| You can successively "classical"ize a Chinese work that you can't do with English or French vis-a-vis Latin. I can take a sentence and iteratively make it more and more classical. Here's the sentence "His name is John," successively made more classical. Every version except the last can be found in all sorts of modern Chinese written works. Conversely every version except the first is valid Classical Chinese. Even within Classical Chinese you can be more or less "Classical." 他的名字叫约翰。 其名为约翰。 其名约翰。 其名约翰也。 Moving away from examples in the language itself, high-level programs of advanced modern Mandarin comprehension, both for foreign speakers and native speakers test for some knowledge of Classical Chinese. Every modern Chinese language for foreign speakers learning program I know of dedicates at least one (if not multiple) module at the advanced level to Classical Chinese (this is separate from a dedicated Classical Chinese course that goes in more detail) with Classical Chinese readings. For ILR level 5 modern Mandarin fluency the U.S. State Department explicitly lists knowledge of Classical Chinese (to the level of a native speaker) as a prerequisite (and in fact Classical Chinese shows up on a sample test I cannot find at the moment). It is also a component of the HSK level 6, which suggestively calls it “能读懂略带文言色彩的文章“, that is "can read articles with a slight amount of Classical Chinese flavor" hinting again at a register-like relationship. And of course Chinese comprehension tests for native speakers in China and Taiwan have a Classical Chinese component. I would be very surprised to find any similar standard for Latin and English or Latin and French. What ESL program teaches Latin? Note this isn't just cultural pride from China. These are foreign institutions that have deemed a certain amount of Classical Chinese necessary to understand the modern Mandarin corpus (more so than just set phrases such as sine qua non in English, but true grammar and independent vocabulary). Sure everyone receives training in Classical Chinese, but that's because it's a symbiotic relationship. Because everyone knows Classical Chinese it influences the modern language. Because it influences the modern language it becomes a prerequisite for Chinese language programs (even those for foreign speakers). |
> I would be very surprised to find any similar standard for Latin and English or Latin and French. What ESL program teaches Latin?
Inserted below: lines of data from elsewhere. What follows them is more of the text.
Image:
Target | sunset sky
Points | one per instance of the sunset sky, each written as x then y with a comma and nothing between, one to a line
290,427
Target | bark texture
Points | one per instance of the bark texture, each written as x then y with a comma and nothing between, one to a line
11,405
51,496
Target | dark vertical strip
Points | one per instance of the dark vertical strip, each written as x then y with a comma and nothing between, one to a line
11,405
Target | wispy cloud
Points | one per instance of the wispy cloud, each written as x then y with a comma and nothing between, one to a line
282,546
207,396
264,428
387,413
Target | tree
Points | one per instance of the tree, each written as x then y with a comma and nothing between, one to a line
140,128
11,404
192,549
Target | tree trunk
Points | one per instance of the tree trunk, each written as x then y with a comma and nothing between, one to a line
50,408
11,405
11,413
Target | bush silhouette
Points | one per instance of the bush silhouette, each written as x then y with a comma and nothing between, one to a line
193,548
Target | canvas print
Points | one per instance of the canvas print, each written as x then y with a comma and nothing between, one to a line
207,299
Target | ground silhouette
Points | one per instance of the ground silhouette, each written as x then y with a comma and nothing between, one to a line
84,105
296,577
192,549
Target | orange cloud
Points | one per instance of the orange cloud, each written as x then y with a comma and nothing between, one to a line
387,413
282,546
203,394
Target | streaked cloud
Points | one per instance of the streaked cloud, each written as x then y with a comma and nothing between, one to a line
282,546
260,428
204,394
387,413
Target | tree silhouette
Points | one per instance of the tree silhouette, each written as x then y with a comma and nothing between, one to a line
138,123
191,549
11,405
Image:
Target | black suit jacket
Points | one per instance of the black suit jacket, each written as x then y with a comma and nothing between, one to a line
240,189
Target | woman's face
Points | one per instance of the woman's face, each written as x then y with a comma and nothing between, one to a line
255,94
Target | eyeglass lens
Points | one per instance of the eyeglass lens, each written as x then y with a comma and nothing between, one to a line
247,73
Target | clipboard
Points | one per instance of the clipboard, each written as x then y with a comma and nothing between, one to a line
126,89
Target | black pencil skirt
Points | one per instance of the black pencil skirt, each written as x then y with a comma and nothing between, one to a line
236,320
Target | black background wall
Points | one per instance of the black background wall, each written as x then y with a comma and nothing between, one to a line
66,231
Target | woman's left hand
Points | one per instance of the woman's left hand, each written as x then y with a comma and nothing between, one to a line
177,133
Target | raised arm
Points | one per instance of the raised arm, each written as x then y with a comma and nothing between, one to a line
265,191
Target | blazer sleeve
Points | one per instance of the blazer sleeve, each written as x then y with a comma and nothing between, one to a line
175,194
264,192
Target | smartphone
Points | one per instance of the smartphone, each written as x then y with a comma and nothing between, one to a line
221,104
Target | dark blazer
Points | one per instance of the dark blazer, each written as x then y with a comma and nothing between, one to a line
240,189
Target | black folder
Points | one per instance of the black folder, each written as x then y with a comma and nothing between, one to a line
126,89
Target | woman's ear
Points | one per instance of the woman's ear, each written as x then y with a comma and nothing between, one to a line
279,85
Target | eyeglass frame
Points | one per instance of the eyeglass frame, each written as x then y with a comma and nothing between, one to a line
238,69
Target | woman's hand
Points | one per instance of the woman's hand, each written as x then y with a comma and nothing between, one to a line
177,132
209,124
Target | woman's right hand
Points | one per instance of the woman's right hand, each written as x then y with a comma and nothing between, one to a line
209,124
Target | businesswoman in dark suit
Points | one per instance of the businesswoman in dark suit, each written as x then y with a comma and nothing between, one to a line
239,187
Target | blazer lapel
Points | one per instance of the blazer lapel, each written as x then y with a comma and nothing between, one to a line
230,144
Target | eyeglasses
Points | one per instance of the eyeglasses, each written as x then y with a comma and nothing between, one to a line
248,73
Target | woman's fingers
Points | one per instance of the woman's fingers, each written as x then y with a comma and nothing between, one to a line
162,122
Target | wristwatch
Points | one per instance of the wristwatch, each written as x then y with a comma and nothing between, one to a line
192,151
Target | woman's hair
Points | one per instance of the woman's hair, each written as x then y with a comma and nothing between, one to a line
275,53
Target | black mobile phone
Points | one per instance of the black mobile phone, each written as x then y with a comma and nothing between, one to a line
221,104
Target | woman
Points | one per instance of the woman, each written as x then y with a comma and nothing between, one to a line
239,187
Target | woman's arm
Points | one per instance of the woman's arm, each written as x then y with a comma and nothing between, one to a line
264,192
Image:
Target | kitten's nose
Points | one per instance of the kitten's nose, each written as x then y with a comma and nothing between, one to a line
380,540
> Note this isn't just cultural pride from China. These are foreign institutions that have deemed a certain amount of Classical Chinese necessary to understand the modern Mandarin corpus (more so than just set phrases such as sine qua non in English, but true grammar and independent vocabulary).
It is just cultural pride from China, but cultural pride with many ramifications.
Literacy standards including Latin for high registers of English don't exist now. But they used to. And standards of Latin for high registers of French are of course even more historically normal -- there was a long period where Latin was the highest register of French (exclusively in writing).
You're making the point that Chinese people receive extensive training in Classical Chinese and are therefore familiar with it to differing degrees. But you know what they're not familiar with to differing degrees? Their modern language, which they all know natively. The fact that they can read some Classical Chinese after being trained in it just isn't evidence that they could read it before being trained in it.